Um item que consideramos fundamental e justifica as parcerias entre a Instituição Proponente e as Associadas e as intencionalidades do PROCAD refere-se às “assimetrias regionais”. Nesse sentido, destacamos a integração das Associadas (I e II) na Rede Centro Oeste de Pós-Graduação, Pesquisa e Inovação – Rede Pró-Centro Oeste, que tem por objetivo formar recursos humanos e gerar conhecimento científico, produtos, processos e serviços tecnológicos, visando contribuir com o desenvolvimento sustentável da região Centro Oeste. Essa Rede proporciona ampliação dos trabalhos sobre o Cerrado, mas também tem o importante papel de mudar o quadro da formação e produção científica na e sobre região Centro-Oeste.

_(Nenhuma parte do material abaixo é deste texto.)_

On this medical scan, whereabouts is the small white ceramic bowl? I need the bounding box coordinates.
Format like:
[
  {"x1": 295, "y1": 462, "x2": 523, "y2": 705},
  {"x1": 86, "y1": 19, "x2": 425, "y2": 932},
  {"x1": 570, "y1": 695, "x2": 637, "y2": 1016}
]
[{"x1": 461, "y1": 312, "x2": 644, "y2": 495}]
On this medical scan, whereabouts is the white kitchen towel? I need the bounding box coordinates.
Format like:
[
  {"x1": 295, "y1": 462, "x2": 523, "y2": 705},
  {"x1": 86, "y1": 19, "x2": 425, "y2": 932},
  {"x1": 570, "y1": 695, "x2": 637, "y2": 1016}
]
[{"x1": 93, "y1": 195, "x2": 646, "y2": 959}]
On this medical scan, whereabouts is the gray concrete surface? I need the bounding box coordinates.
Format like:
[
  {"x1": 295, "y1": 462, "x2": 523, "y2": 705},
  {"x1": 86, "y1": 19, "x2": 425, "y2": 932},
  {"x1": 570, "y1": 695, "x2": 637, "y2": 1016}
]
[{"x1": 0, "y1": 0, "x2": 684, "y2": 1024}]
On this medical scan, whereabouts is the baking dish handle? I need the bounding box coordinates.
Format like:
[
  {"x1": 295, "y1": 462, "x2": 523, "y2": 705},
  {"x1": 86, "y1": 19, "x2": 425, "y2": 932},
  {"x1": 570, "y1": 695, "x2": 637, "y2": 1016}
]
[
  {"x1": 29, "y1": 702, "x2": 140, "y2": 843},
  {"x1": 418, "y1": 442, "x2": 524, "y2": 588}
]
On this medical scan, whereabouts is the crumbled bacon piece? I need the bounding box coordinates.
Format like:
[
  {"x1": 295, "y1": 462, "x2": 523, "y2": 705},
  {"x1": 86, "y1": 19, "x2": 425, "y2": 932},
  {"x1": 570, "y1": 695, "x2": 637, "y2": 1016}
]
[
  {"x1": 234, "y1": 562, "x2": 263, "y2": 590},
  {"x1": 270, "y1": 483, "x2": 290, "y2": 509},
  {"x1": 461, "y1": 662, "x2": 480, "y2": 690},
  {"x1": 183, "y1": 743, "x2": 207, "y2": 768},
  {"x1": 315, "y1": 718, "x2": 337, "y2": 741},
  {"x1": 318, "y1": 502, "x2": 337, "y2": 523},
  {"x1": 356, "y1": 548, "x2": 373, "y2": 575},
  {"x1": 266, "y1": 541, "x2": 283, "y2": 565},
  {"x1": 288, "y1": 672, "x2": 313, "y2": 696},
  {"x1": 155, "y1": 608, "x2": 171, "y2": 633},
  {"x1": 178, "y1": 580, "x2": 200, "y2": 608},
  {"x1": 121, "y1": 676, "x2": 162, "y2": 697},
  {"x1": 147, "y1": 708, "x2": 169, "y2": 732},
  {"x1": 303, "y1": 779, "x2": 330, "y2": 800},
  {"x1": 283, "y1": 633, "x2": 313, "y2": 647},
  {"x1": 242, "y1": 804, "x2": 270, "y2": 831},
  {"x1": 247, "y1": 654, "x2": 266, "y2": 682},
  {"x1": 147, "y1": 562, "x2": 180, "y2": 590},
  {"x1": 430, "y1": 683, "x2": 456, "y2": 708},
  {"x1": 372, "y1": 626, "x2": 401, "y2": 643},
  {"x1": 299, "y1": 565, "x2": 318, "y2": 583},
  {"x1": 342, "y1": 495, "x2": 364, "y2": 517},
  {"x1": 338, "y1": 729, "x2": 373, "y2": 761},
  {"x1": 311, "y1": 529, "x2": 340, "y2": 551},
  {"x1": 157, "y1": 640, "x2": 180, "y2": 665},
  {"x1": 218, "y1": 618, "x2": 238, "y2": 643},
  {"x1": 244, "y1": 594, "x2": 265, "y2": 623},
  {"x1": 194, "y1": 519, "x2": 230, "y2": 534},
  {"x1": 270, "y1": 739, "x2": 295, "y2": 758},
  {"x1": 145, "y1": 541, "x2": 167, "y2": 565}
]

É fato que a pós-graduação stricto sensu no Brasil tem crescido muito, bem como o número de doutores e de mestres e a produção acadêmica expressa em publicações. Contudo, há disparidades e muitas desigualdades regionais. Dos 5.370 cursos de pós-graduação stricto sensu brasileiros, menos de 8% (7,65%) localizam-se no Centro Oeste, sendo que 04 instituições (UnB, UFG, UFMT e UFMS) lideram com 75% dos cursos na região. A Rede Pró-Centro Oeste objetiva mudar esse quadro e tem apresentado propostas para a qualificação regional e, neste sentido, na interiorização do ensino superior, particularmente no desenvolvimento da pesquisa e da pós-graduação. Nesse sentido, o edital n. 071/2013 do Programa Nacional de Cooperação Acadêmica vem ao encontro com a perspectiva da Rede acima mencionada, ou seja, diminuir as disparidades acadêmicas entre as regiões brasileiras, ampliar diálogos entre Instituições de ensino e pesquisa, proporcionar equilíbrio regional da pós-graduação brasileira, por meio do fortalecimento dos Programas em pesquisas aplicadas à temática, o amadurecimento dos pesquisadores envolvidos e ampliação das pesquisas acerca do Cerrado. Outro fator que justifica e evidencia a relevância do diálogo entre campos interdisciplinares na construção do saber ambiental é o papel das referências teórico-metodológicas da História Ambiental. Nascida nos Estados Unidos na década de 1970, em meio ao efervescente debate das questões ambientais que emergiam em diferentes campos do conhecimento, a História Ambiental se constitui em campo privilegiado para os debates envolvendo cultura e natureza em diferentes temporalidades e territórios.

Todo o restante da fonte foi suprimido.